While Colwin was a boomer, I’m of the boomer-baby-sister generation, too old for GenX, but not enough of a boomer to reap the benefits, just the underemployment. Like Colwin, I too had globe-trotting, in my case not-quite-boomer, friends and, like Colwin, I liked staying in (add reading. If Colwin had written about cooking and books, this could have been a perfect read. She does take a little stab at Proust, I did love that bit.).
One of my favourite of her essays was “Alone in the Kitchen with an Eggplant.” I have a love-hate relationship with the aubergine. Being of Greek origin, I’ve eaten A LOT of eggplant: sometimes I’ve loved, most times, hated it. I’ve eaten it fried, with ouzo, and a Greek boyfriend on the side; I’ve eaten it in my first ratatouille, alone, and because I made enough to feed a group of strikers from a picket-line, I ate it for WEEKS. Once, when I was in Greece for the summer, and my family and I returned from the “beach” (pronounced by the Greeks as “bee-itz”), we found four foil-covered dishes on the kitchen table. One after another, neighbours had left a “sampling” of their lunch for us (Greeks like to eat their major meal in mid-afternoon, sleep through to the early evening, and stay up till the wee hours indulging in sharp alcoholic beverages and “mezze”). They seemed to think/believe that we were incapable of feeding ourselves, not even able to assemble food, like a salad, and would starve under their watch. As it turns out, all four were eggplant dishes. When my mother pulled her lunch contribution out of the oven, imam bayildi (“stuffed eggplant”), all I wanted was to come home to Canada and eat shepherd’s pie.
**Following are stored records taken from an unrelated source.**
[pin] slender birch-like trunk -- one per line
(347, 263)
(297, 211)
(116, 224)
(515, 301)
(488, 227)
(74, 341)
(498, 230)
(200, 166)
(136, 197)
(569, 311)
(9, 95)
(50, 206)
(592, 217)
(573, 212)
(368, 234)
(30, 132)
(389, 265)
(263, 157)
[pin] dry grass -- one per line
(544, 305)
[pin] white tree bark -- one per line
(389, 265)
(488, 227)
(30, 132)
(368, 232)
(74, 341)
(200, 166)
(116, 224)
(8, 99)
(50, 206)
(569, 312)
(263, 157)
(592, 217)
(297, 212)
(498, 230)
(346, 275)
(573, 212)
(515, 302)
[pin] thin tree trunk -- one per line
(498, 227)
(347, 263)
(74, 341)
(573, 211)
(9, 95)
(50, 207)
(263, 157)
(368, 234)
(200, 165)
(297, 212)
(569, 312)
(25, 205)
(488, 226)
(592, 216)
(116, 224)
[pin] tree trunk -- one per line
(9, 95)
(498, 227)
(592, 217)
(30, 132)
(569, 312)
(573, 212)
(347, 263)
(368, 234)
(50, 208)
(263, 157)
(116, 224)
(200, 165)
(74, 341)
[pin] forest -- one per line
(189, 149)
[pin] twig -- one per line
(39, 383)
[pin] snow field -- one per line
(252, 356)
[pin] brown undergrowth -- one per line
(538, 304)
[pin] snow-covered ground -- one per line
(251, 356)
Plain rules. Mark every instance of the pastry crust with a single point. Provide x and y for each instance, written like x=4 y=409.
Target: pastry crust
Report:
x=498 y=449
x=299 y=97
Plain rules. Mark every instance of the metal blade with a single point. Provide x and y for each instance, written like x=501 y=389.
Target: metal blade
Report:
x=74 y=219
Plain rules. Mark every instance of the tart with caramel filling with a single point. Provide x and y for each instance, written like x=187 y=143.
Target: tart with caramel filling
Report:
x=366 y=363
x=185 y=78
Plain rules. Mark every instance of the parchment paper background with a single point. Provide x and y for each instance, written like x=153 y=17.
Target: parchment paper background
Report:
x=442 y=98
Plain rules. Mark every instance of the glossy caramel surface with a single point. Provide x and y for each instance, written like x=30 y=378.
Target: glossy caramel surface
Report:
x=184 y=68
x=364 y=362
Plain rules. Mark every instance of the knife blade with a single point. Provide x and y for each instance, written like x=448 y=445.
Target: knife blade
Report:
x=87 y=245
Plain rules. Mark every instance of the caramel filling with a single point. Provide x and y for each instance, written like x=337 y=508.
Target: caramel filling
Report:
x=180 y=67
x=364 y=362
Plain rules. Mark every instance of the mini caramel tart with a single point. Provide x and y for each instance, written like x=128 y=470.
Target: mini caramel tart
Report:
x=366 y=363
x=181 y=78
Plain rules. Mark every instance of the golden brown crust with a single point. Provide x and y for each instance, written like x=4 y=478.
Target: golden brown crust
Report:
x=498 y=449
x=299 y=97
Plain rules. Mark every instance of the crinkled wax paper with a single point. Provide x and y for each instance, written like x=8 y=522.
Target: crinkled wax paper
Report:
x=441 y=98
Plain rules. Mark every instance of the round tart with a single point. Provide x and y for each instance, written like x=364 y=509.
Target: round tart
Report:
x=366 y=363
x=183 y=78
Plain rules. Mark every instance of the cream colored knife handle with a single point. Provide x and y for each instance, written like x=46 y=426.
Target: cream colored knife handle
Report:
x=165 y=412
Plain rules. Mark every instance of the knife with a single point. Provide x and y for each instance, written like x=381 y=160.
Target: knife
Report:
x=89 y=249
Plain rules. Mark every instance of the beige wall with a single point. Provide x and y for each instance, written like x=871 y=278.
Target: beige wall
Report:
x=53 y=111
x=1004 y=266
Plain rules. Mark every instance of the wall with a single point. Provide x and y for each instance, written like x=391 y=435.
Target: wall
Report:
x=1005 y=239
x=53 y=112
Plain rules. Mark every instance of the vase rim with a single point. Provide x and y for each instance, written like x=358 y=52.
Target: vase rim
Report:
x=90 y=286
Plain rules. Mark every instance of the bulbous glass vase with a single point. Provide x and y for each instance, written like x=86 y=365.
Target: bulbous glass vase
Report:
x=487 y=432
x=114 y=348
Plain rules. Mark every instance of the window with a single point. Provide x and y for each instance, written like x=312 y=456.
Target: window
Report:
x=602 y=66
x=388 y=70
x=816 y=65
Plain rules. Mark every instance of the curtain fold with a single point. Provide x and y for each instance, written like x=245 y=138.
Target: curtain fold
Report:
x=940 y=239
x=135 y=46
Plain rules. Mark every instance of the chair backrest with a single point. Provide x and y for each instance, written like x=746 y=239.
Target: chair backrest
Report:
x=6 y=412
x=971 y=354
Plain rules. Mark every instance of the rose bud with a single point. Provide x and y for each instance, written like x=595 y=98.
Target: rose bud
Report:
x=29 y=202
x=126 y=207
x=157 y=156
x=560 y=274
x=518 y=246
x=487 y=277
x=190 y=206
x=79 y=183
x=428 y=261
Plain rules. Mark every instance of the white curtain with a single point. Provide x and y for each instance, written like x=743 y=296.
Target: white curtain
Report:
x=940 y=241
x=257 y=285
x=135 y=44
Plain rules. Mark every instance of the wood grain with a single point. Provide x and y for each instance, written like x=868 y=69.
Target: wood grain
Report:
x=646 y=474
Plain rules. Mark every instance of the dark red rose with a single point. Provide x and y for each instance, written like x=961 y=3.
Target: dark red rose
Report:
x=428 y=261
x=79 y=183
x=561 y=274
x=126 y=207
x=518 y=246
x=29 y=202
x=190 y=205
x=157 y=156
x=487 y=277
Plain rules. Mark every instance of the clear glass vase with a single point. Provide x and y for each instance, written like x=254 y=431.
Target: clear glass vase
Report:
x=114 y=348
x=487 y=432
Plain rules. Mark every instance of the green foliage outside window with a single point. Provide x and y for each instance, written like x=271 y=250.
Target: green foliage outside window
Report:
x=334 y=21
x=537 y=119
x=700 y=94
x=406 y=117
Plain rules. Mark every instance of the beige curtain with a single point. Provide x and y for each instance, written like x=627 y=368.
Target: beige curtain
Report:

Colwin’s funniest essay is “Repulsive Dinners: A Confession”. I have a theory, like Colwin, having consumed my share of repulsive dinners, that people who present bad food to their guests have weak, underdevelopped palates and/or are cheap. I agree with Colwin: you don’t need to be a gourmet chef to produce a tasty dinner for guests. I would add, with a nicely cultivated palate and if you’re not parsimonious about grocery shopping, you can figure out where to get excellent ready-made food and shop for delicious ingredients. If you have a repertoire of decent tried-and-true dishes, like a good curry, don’t kill vegetables, make a great vinaigrette, serve up excellent cheese and bread, and do something with fruit for dessert, everyone can enjoy your meal. Colwin would agree. Cultivate your palate and open your pocket-book. (One of the worse meals I ever had came in one of my first teaching years when I attended the board’s annual staff cocktail. We filed into an enormous, drafty mansion and were invited to make use of an old-fashioned water closet with stiff, thin, high-way-motel hand-towels. As we shivered in the corners of a living-room resembling a medieval “great hall” minus the lung-saving tapestries and downed the thimble-sized glasses of sherry, we hoped for better fare to come. Through the billows of my breath, I saw a plate approach: it held three, or four curly-edged pieces of unidentifiable marbled cheese, possibly cheddar. Out of here, I thought, goodness knows what plated abomination will appear next. I made my excuses and way home, to my working-class duplex, with its full-blast heating and beef stew on the stove.) Colwin describes some horrific meals thanks to an overabundant desire to be original and/or cheap-skate-hood, and you can guffaw through them, as I did, by reading her book.
I will leave you with one of Colwin’s best lines, which I’m adopting as my kitchen motto: “I am not a fancy cook or an ambitious one. I am a plain cook.”